James Hansen, who gave a climate warning in 1988 Senate testimony, says real hoax is by leaders claiming to take action
Oliver MilmanTue 19 Jun 2018 06.00 BST
James Hansen: ‘All we’ve done is agree there’s a problem.’ Photograph: Ali Smith for the Guardian
Thirty years after a former Nasa scientist sounded the alarm for the general public about climate change and human activity, the expert issued a fresh warning that the world is failing “miserably” to deal with the worsening dangers.
While Donald Trump and many conservatives like to argue that climate change is a hoax, James Hansen, the 77-year-old former Nasa climate scientist, said in an interview at his home in New York that the relevant hoax today is perpetrated by those leaders claiming to be addressing the problem.
Hansen provided what’s considered the first warning to a mass audience about global warming when, in 1988, he told a US congressional hearing he could declare “with 99% confidence” that a recent sharp rise in temperatures was a result of human activity.
Since this time, the world’s greenhouse gas emissions have mushroomed despite repeated, increasingly frantic warnings about civilization-shaking catastrophe, from scientists amassing reams of evidence in Hansen’s wake.
“All we’ve done is agree there’s a problem,” Hansen told the Guardian. “We agreed that in 1992 [at the Earth summit in Rio] and re-agreed it again in Paris [at the 2015 climate accord]. We haven’t acknowledged what is required to solve it.
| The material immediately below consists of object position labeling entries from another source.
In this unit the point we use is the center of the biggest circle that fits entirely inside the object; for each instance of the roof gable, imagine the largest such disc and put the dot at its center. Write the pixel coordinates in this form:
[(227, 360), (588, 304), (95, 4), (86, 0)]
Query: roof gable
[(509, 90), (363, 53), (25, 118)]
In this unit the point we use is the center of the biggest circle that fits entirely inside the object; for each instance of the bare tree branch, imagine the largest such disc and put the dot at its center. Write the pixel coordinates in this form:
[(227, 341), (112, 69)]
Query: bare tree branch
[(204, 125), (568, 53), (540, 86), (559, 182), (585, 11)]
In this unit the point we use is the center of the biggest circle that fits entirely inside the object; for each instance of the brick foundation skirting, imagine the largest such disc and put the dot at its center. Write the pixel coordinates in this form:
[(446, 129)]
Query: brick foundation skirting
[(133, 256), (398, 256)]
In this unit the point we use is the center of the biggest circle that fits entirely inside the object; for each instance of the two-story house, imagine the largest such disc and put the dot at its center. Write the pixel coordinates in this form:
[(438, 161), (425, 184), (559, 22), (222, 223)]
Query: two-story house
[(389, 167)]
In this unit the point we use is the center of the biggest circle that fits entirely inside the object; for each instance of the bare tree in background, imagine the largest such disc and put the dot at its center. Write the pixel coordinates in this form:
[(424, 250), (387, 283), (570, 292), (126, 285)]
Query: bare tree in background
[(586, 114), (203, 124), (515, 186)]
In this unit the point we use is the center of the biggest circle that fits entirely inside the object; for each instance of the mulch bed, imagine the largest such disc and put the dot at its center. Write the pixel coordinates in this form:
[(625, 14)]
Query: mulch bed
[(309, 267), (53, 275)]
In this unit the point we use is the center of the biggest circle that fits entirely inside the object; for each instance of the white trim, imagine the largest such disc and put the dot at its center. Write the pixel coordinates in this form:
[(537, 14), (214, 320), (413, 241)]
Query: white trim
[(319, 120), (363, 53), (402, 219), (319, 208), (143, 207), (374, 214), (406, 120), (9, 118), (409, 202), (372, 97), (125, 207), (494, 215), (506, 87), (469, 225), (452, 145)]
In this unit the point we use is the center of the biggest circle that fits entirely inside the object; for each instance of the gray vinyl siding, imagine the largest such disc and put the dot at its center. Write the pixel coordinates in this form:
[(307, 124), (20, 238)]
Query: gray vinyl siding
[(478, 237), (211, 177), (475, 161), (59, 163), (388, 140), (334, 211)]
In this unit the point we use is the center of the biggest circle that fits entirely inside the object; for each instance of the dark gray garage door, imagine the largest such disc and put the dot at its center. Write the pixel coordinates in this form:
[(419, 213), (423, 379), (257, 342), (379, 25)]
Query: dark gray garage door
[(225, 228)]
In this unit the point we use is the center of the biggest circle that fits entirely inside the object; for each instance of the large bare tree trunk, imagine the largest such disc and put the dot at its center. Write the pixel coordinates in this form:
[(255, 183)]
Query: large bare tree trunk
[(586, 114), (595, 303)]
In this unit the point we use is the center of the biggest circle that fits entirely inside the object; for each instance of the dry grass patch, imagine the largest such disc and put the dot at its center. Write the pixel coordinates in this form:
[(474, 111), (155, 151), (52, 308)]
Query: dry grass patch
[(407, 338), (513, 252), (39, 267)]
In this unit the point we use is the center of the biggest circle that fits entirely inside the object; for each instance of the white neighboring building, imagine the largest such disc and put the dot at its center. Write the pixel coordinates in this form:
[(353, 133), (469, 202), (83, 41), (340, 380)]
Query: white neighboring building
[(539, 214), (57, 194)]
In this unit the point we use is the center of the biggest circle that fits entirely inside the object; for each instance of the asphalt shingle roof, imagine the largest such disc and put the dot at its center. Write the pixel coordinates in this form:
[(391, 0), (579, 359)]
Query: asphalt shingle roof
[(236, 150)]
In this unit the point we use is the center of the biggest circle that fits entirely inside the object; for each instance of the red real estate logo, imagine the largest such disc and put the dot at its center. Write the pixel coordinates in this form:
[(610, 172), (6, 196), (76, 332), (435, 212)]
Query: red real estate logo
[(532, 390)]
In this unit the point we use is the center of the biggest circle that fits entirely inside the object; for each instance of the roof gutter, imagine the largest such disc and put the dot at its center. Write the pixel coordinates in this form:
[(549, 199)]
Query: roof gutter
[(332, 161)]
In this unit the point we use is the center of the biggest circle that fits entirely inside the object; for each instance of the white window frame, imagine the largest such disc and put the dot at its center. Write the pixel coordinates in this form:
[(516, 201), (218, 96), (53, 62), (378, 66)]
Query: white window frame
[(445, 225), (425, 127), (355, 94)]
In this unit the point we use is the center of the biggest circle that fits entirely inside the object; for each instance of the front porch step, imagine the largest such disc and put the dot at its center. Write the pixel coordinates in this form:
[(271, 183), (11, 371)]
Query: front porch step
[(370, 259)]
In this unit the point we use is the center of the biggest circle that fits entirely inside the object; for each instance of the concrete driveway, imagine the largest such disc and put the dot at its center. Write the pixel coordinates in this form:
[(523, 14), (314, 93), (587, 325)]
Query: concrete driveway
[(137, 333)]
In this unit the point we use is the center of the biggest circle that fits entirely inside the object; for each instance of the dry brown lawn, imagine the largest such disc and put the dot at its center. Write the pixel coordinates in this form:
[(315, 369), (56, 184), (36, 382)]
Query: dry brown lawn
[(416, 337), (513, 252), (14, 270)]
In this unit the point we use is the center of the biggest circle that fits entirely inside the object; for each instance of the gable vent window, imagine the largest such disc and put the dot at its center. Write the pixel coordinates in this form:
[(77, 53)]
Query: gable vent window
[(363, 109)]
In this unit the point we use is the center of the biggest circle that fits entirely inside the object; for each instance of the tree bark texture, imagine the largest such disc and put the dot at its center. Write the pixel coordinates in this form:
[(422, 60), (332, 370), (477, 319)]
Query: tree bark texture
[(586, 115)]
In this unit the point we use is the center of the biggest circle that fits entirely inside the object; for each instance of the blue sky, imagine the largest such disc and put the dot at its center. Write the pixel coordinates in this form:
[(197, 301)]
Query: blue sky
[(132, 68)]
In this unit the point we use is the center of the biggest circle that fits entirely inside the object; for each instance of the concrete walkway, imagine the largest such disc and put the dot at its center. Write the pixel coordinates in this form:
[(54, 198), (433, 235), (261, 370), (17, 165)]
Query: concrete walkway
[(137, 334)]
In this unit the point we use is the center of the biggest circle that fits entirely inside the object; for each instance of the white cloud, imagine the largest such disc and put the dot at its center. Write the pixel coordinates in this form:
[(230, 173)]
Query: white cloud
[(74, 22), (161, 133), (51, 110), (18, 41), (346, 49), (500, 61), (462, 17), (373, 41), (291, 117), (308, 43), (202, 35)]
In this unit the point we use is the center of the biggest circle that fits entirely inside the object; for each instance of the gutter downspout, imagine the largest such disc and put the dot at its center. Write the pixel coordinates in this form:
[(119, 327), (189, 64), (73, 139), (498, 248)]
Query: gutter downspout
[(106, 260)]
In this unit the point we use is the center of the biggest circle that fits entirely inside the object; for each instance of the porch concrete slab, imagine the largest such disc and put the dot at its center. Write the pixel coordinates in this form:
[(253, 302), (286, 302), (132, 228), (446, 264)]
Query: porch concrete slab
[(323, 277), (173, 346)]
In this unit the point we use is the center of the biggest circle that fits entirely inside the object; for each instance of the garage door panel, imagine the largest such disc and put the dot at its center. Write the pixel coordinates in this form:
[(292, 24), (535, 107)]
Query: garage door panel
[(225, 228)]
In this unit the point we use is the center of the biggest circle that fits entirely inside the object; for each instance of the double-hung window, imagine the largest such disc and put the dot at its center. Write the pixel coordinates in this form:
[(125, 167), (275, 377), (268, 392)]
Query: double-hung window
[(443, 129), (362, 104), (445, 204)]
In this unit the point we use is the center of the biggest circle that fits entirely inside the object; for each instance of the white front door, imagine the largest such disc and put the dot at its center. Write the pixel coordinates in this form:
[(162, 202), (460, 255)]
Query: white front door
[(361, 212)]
Promises like Paris don’t mean much, it’s wishful thinking. It’s a hoax that governments have played on us since the 1990s.”
Hansen’s long list of culprits for this inertia are both familiar – the nefarious lobbying of the fossil fuel industry – and surprising. Jerry Brown, the progressive governor of California, and the German chancellor, Angela Merkel, are “both pretending to be solving the problem” while being unambitious and shunning low-carbon nuclear power, Hansen argues.
There is particular scorn for Barack Obama. Hansen says in a scathing upcoming book that the former president “failed miserably” on climate change and oversaw policies that were “late, ineffectual and partisan”.
Hansen even accuses Obama of passing up the opportunity to thwart Donald Trump’s destruction of US climate action, by declining to settle a lawsuit the scientist, his granddaughter and 20 other young people are waging against the government, accusing it of unconstitutionally causing peril to their living environment.
“Near the end of his administration the US said it would reduce emissions 80% by 2050,” Hansen said.
“Our lawsuit demands a reduction of 6% a year so I thought, ‘That’s close enough, let’s settle the lawsuit.’ We got through to Obama’s office but he decided against it. It was a tremendous opportunity. This was after Trump’s election, so if we’d settled it quickly the US legally wouldn’t be able to do the absurd things Trump is doing now by opening up all sorts of fossil fuel sources.”
Hansen’s frustrations temper any satisfaction at largely being vindicated for his testimony, delivered to lawmakers on 23 June 1988.
Wearing a cream-coloured suit, the soft-spoken son of Iowan tenant farmers hunched over the microphone in Washington to explain that humans had entered a confronting new era. “The greenhouse effect has been detected and it is changing our climate now,” he said.
Afterwards, Hansen told reporters: “It is time to stop waffling so much and say that the evidence is pretty strong that the greenhouse effect is here.” He brandished new research that forecast that 1988 was set to be the warmest year on record, as well as projections for future heat under three different emissions scenarios. The world has dutifully followed Hansen’s “scenario B” – we are “smack on it” it, Hansen said last week – with global temperatures jumping by around 1C (1.8F) over the past century.
These findings hadn’t occurred in a vacuum, of course – the Irish physicist John Tyndall confirmed that carbon dioxide is a heat-trapping gas in the 1850s. A 1985 scientific conference in Villach, Austria, concluded the temperature rise in the 21st century would be “greater than in any man’s history”. The changes in motion would “affect life on Earth for centuries to come”, the New York Times warned the morning after Hansen’s testimony.